22 July 2016
Dear colleagues and students,
Recently the Executive of the University of Cape Town made a decision concerning the upcoming TB Davie Academic Freedom Lecture. The invited speaker was Mr Flemming Rose, the cultural editor of the Danish magazine, Jyllands Posten, which in 2005 had published a series of cartoons depicting the Prophet Mohammed. The publication of the cartoons generated extensive debate and controversy globally, regarding freedom of speech, blasphemy and Islamophobia, and was accompanied by public protests, riots and even loss of life. Most print media around the world refused to republish them.

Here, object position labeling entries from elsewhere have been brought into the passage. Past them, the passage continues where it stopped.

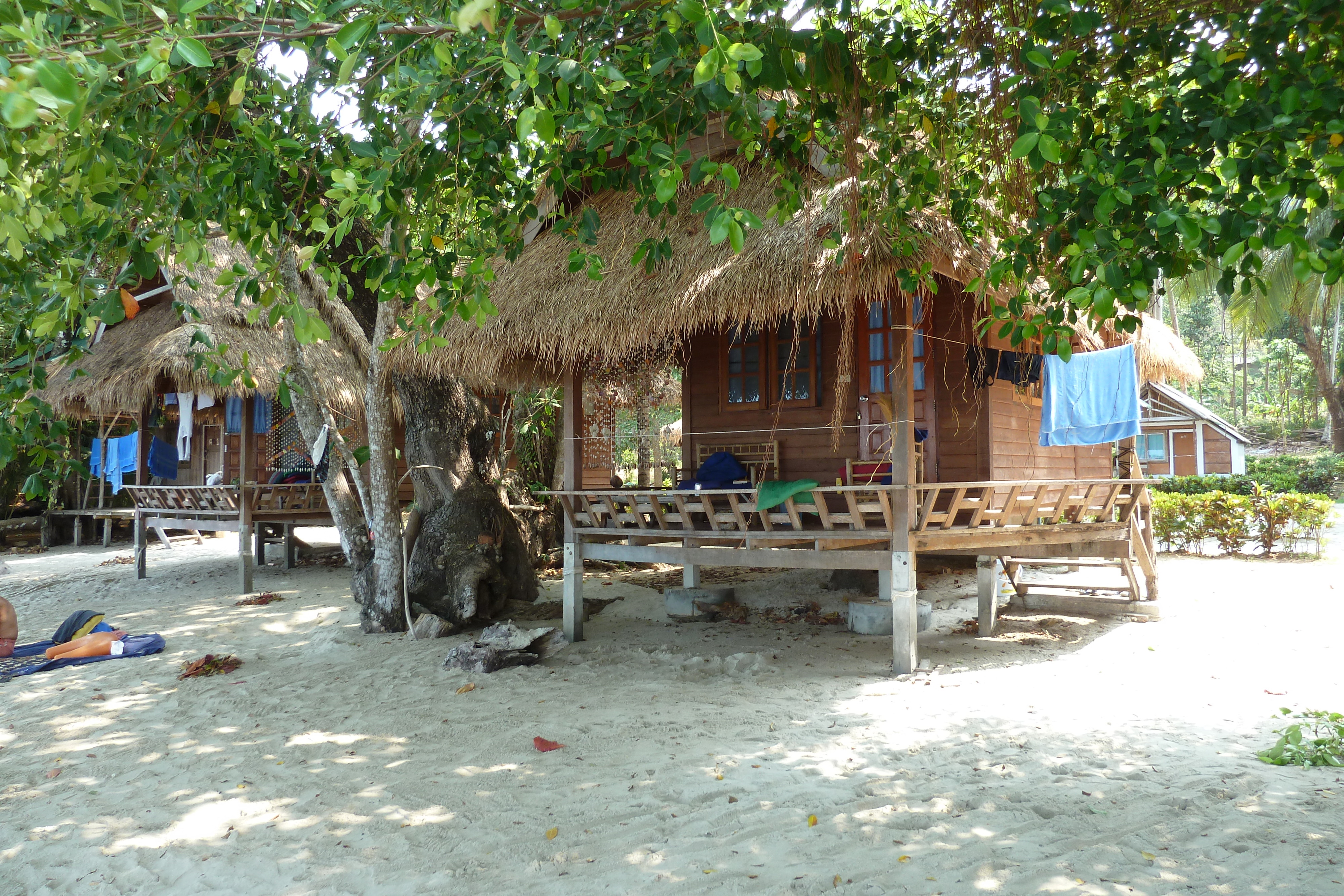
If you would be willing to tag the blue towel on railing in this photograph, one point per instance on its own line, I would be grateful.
(1091, 399)
(261, 414)
(163, 460)
(233, 414)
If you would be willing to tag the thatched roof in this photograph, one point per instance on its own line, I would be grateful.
(154, 352)
(550, 319)
(1163, 358)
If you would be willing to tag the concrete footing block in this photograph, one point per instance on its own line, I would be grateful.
(874, 617)
(697, 605)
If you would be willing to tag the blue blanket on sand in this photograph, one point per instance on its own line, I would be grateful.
(30, 657)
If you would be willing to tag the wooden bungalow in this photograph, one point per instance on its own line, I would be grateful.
(1182, 437)
(136, 378)
(921, 437)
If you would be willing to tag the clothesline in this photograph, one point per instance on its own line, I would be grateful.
(792, 429)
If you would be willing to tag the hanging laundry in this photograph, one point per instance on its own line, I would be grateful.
(1019, 369)
(163, 460)
(185, 405)
(233, 414)
(127, 453)
(261, 414)
(986, 366)
(1091, 399)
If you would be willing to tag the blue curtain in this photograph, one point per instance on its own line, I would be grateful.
(233, 414)
(261, 414)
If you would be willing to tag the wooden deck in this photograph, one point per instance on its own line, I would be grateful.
(831, 522)
(251, 511)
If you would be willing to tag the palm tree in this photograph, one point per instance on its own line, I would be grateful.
(1288, 289)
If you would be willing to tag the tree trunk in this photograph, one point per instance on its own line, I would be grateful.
(384, 606)
(470, 558)
(1325, 378)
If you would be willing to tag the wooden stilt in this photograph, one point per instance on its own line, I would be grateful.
(987, 588)
(290, 547)
(140, 545)
(572, 449)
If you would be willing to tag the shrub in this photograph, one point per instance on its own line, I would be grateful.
(1316, 741)
(1269, 519)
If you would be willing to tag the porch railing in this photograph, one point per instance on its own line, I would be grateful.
(222, 500)
(843, 516)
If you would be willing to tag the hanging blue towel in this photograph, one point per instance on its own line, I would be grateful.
(163, 460)
(233, 414)
(261, 414)
(127, 451)
(1091, 399)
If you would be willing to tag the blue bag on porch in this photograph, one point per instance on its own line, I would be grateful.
(163, 459)
(721, 471)
(1091, 399)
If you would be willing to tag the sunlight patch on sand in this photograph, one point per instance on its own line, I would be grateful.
(209, 821)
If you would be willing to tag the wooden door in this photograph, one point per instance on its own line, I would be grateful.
(1183, 455)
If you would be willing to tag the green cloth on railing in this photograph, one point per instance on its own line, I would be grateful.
(775, 492)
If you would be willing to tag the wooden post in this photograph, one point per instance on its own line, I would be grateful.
(904, 593)
(245, 464)
(142, 543)
(572, 446)
(987, 585)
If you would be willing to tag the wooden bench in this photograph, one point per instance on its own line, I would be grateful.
(759, 457)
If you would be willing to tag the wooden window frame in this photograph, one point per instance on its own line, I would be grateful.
(763, 373)
(778, 370)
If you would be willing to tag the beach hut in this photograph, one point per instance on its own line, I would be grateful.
(920, 434)
(1182, 437)
(229, 456)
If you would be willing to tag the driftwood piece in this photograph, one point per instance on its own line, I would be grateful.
(505, 645)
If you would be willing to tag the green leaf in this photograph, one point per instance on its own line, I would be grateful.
(1049, 148)
(545, 125)
(708, 68)
(1025, 145)
(354, 33)
(57, 80)
(736, 237)
(196, 53)
(720, 229)
(744, 53)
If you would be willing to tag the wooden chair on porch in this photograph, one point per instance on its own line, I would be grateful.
(759, 457)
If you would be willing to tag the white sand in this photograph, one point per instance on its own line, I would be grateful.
(335, 762)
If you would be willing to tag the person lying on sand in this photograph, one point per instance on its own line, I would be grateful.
(9, 629)
(92, 645)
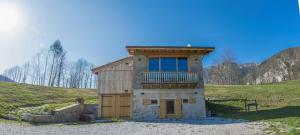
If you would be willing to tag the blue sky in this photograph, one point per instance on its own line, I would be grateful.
(99, 30)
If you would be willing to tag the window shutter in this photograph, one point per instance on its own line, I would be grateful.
(146, 102)
(178, 108)
(192, 100)
(162, 108)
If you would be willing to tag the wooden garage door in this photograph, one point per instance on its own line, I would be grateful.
(116, 105)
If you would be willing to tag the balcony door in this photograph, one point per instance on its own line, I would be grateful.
(167, 64)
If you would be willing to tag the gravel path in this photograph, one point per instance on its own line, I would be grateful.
(208, 126)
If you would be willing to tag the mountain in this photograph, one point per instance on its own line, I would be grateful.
(5, 79)
(283, 66)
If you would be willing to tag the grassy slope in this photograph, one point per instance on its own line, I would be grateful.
(284, 113)
(14, 96)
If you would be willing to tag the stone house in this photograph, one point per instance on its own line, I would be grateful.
(153, 82)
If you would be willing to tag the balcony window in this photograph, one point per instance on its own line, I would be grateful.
(169, 64)
(182, 64)
(153, 64)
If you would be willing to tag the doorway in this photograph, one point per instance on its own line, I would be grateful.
(170, 108)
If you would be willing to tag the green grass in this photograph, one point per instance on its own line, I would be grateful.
(283, 112)
(279, 104)
(14, 96)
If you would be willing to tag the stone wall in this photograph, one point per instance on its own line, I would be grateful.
(67, 114)
(189, 110)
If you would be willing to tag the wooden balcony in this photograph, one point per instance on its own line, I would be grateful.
(170, 79)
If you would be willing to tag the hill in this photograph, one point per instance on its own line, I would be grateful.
(14, 96)
(5, 79)
(281, 67)
(279, 103)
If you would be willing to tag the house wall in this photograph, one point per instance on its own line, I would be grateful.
(141, 111)
(115, 78)
(189, 110)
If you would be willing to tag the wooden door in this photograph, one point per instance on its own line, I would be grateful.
(116, 106)
(162, 108)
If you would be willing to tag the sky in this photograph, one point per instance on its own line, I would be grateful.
(99, 30)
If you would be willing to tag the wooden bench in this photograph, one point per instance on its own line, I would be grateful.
(249, 104)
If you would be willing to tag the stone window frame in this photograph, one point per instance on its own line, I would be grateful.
(157, 99)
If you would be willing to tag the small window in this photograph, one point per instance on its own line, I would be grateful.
(185, 100)
(153, 102)
(153, 64)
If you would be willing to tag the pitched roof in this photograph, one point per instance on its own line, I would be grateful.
(109, 64)
(169, 49)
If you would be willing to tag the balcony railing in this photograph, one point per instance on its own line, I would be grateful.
(170, 77)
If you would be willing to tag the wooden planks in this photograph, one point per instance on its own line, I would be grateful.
(114, 81)
(178, 107)
(162, 108)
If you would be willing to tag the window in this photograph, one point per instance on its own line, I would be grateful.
(168, 64)
(153, 102)
(172, 64)
(182, 64)
(185, 100)
(153, 64)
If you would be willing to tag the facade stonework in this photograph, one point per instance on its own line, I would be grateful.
(148, 94)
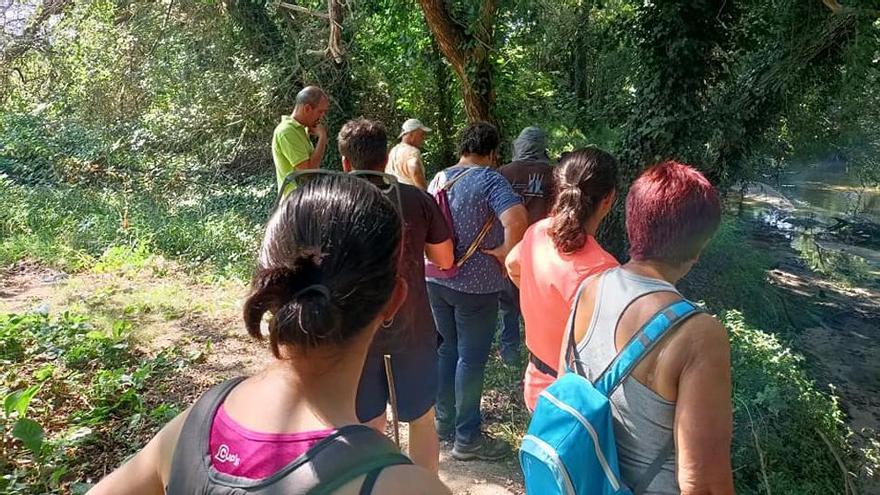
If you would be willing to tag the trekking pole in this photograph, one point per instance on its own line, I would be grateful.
(392, 397)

It should be noted that when the Academic Freedom Committee (AFC) issued this invitation to Mr Rose in March 2015, the climate on university campuses across South Africa was much quieter than it is now.
The UCT Executive remains committed to academic freedom and freedom of expression and we view these rights as fundamental to our institutional culture. As with all rights, however, context and consequence are also critical. We recognise that UCT also has a paramount responsibility to the campus community.
After giving careful and extensive thought to this matter, the UCT Executive made the decision, with great reluctance and regret, to ask the AFC to withdraw the invitation to Mr Rose. On behalf of the Executive team Vice-Chancellor Dr Max Price wrote to the committee outlining the reasons for this decision and I share this letter with you here, along with the AFC's response.
One result of the Executive's decision is that there will be no TB Davie Academic Freedom Lecture this year.
We accept that there will always be difference of opinion on a matter such as this one, and engagement is helpful for deepening our understanding of this kind of issue.